The film, for me, is a tad too formulaic. It tells the story of an unreformed Nazi named Franz Kindler who disguises himself as a charming (somewhat) Professor named Charles Rankin. Charles has established himself rather nicely in a small community, going as far as marrying the Headmaster's daughter Mary. When a man from his past shows up, he brings with him a Federal Agent intent on finding and exposing Franz. What ensues is your typical cat and mouse game with a predictable ending.
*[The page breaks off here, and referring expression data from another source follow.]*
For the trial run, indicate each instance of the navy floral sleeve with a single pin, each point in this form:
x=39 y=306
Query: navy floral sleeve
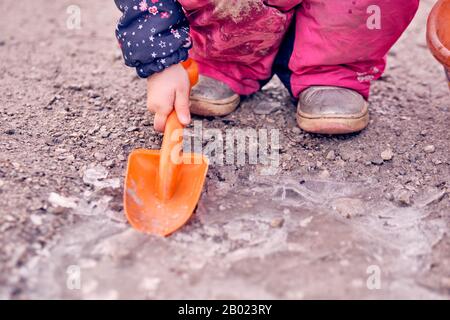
x=153 y=34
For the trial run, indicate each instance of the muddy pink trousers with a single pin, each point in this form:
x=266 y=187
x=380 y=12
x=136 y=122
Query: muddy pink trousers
x=311 y=42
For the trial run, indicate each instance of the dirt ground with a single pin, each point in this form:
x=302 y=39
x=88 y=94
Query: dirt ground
x=333 y=216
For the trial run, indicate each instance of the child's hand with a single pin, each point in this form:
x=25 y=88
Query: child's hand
x=167 y=90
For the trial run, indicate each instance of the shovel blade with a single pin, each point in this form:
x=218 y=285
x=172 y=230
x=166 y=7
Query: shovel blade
x=145 y=211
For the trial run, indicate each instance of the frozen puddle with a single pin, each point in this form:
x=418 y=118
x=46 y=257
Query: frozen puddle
x=278 y=239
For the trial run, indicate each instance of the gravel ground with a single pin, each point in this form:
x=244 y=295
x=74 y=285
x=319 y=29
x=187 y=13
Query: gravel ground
x=338 y=211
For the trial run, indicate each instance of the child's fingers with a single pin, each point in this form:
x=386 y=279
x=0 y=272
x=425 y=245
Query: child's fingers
x=160 y=121
x=182 y=106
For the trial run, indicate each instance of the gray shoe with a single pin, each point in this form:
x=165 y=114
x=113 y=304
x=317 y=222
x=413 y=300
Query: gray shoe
x=332 y=110
x=210 y=97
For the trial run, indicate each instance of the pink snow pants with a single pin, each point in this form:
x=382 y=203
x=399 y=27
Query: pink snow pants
x=306 y=42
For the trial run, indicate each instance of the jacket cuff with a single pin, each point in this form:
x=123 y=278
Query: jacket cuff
x=158 y=65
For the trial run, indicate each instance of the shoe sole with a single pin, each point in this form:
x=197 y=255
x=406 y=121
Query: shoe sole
x=333 y=125
x=216 y=108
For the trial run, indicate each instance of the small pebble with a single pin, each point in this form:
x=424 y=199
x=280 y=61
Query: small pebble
x=277 y=223
x=429 y=149
x=387 y=155
x=377 y=161
x=99 y=156
x=331 y=155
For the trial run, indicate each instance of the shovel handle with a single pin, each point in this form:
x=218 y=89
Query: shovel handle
x=171 y=155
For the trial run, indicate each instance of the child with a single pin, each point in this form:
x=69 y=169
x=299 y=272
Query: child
x=326 y=52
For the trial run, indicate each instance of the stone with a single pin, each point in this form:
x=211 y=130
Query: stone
x=57 y=200
x=100 y=156
x=277 y=223
x=387 y=155
x=429 y=148
x=331 y=155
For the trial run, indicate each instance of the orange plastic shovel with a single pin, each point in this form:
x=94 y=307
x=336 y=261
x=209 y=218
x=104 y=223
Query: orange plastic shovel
x=438 y=34
x=162 y=188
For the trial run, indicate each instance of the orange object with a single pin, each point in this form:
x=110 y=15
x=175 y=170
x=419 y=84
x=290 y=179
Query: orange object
x=162 y=188
x=438 y=34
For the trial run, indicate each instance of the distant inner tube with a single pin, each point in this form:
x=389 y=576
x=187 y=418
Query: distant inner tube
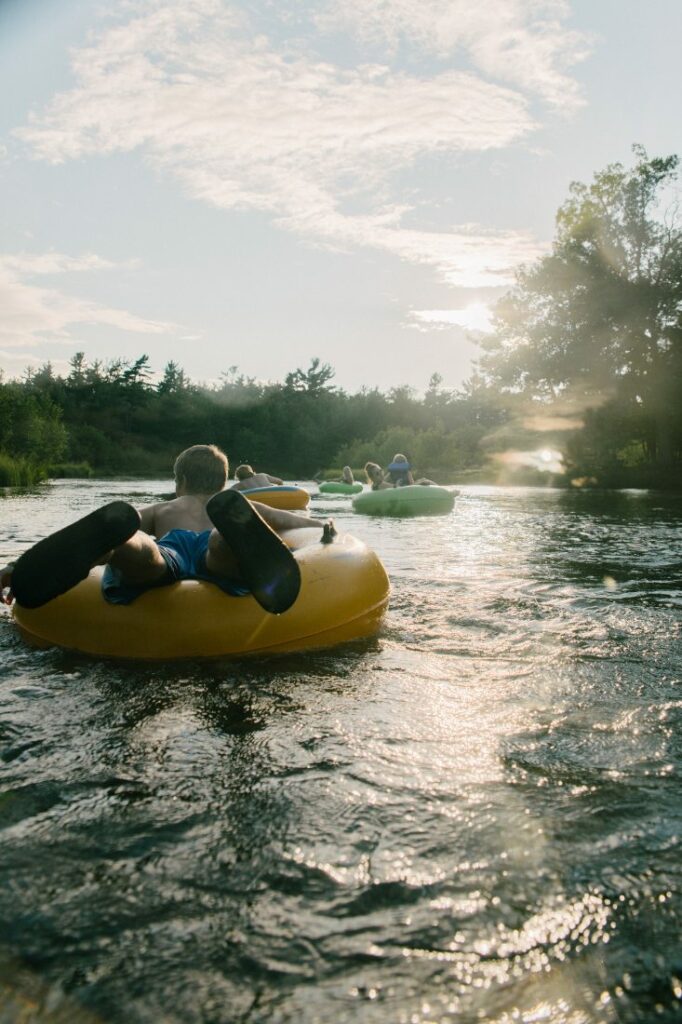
x=338 y=487
x=415 y=499
x=280 y=497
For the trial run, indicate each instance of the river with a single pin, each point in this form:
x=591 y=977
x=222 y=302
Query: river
x=474 y=815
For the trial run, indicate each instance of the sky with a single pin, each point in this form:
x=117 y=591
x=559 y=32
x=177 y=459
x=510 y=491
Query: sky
x=261 y=182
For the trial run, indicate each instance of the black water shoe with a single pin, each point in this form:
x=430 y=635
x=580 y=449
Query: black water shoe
x=266 y=564
x=54 y=565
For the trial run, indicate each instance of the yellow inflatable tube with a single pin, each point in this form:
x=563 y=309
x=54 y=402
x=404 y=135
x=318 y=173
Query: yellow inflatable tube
x=280 y=497
x=344 y=593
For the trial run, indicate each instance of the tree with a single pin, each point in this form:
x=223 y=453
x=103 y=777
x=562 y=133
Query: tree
x=600 y=318
x=313 y=381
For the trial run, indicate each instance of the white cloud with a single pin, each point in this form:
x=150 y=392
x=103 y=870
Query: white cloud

While I have minor issues with the unimaginative plot (I mean really) I have to admit that the film was engaging and the performances (for the most part) were pretty good. The script left a lot to be desired (for it tended to go for the obvious and at times even the preposterous) but each actor handled the script rather well. Some have balked at Welles performance, and it is true that this may be one of his weaker works, but he managed to keep us intrigued. Sadly, his character doesn't develop as strongly as needed to make him three-dimensional, and his solemn deliver lacks the finesse needed to make Franz a memorable villain, but he does manage to bask his character in enough dread to make him frightening. Maybe that's more of a directorial compliment than an actorly one. Loretta Young is effective in her role, even if she doesn't really come screaming to life. Some of her latter scenes are more impressive. For me, the film belongs to Edward G. Robinson. He creates a subtle yet engrossing character in Mr. Wilson. I'm interested in what would have come form Agnes Moorehead in the role, as was originally intended, but I can't complain about what Robinson was able to draw out of his character.

In the end I'd still recommend this film, despite only giving it a C+. The direction from Welles is top notch (almost Hitchcockian in scope) and Robinson turns out an awards worthy performance. I feel that the script was rushed and the ending was almost a throwaway, but overall there is entertainment to be found here, especially if you are a fan of Welles."
Small-Town Noir
Scott T. Rivers | Los Angeles, CA USA | 07/27/2010
(3 out of 5 stars)

"In later years, Orson Welles considered "The Stranger" (1946) his most impersonal filmmaking effort. However, the actor-director imbues a haunting noir atmosphere into this postwar thriller, which emerges as a telling portrait of small-town America. Beneath the simplistic surface of the Connecticut community lies, in the words of War Crimes Inspector Wilson (Edward G. Robinson), an "obscenity [that] must be destroyed." The "obscenity" is Nazi fugitive Franz Kindler (Welles). In the guise of history professor Charles Rankin, the clock-obsessed Kindler loses all rationality as Wilson widens his net. "The Stranger" is notable for the perverse relationship between Kindler and his newly married bride (Loretta Young), who learns of her husband's murderous past yet chooses to protect him. Robinson captures top acting honors with his understated performance, but the film might have been more intriguing if producer Sam Spiegel allowed Welles to use Agnes Moorehead in the Wilson role - thereby resulting in an offbeat gender reversal. Some of the film's darkest moments are weighed heavily in the first half-hour, with cinematographer Russell Metty (who also collaborated with Welles on "Touch of Evil") creating a shadowy, menacing atmosphere. Fortunately, "The Stranger" has enough Wellesian touches to transcend its conventional framework."